Borrowing cost unlikely to become cheaper anytime soon

Published On: November 24, 2019 08:41 AM NPT By: Republica  | @RepublicaNepal

Base rate remains stagnant in first quarter, leaving less room for banks to cut interest rates on loans
KATHMANDU, Nov 24: The interest rate of bank loans is less likely to fall in the second quarter of the current Fiscal Year 2019/20. Rather, some of the commercial banks may raise their lending rates.

As the base rate of majority of banks has not fallen much in the first quarter, the credits expanded by them will not get cheaper for the borrowers in the following quarter.

According to the first quarterly financial results of 28 commercial banks compiled by Nepal Bankers’ Association (NBA), their average base rate stood at 9.58 percent in the first quarter, slightly down by 9.55 percent in the previous quarter (last quarter of the last Fiscal Year 2018/19).

The base rate of 14 banks spiked in the first quarter of the current fiscal year compared to the preceding quarter—the last quarter of the last Fiscal Year 2018/19. There was not any change in the base rate of two commercial banks. However, 12 banks were able to lower their base rates in the review period.
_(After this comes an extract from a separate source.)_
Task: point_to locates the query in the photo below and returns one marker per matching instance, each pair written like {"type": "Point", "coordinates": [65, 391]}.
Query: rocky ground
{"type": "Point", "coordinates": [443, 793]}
This spike in the base rate of those commercial banks will also drive up interest expenses for the borrowers as banks tie up their lending rates to the base rate.

By adding a certain percent premium on their base rates, banking institutions fix their lending rates to the clients. Premium rates tend to vary from bank to bank.

Even the government-owned banks which were on a comfortable liquidity position until recently have observed a rise in their base rates in recent quarters. Rastriya Banijya Bank Ltd (RBBL)—a fully-owned government bank—was offering comparatively lower interest rates to both depositors and borrowers.

However, in the first quarter of the current fiscal year, it decided to raise interest rates for savings and fixed deposits closer to what other peers are offering. The move of raising savings rate increased its cost of fund, driving up the base rate by 1.1 percentage point to 6.6 percent in the first quarter.

Base rate is calculated on the basis of expenses that banks made on deposits, cash reserve, statutory liquidity and operational cost.

“We decided to raise the return rate for savings as we could not stay aloof from the market where there is stiff competition to get the deposits. The competition was threatening our own deposits,” Kiran Kumar Shrestha, the RBBL CEO, told Republica. “The decision to increase saving rate also caused the base rate to spike. The higher interest rate environment is here to stay for some time,” he said. He, however, said that the bank would not pass on the rise in the base rate to borrowers. “We have a policy to adjust the rise in the base rate by reducing the premiums so that borrowers do not have to shoulder the burden,” he added.

The base rate of Nepal Bank Ltd (NBL)—another government-owned bank—also edged up 0.81 percentage points to 7.84 percent. Agricultural Development Bank Ltd, however, was able to lower the base rate to 10.18 percent from 10.58 percent.

Business leaders say that the increasing interest expenses discourage them from borrowing from banks and make investment. “Banks have not lowered their lending rates. They have not increased interest on deposits thanks to the gentleman agreement they make through the Nepal Banker Association. However, the lending rate continues to rise. Banks are profiting at the expense of borrowers,” a private sector leader told Republica. “The higher borrowing cost is hitting investments. This is likely to have an impact on the growth,” he added.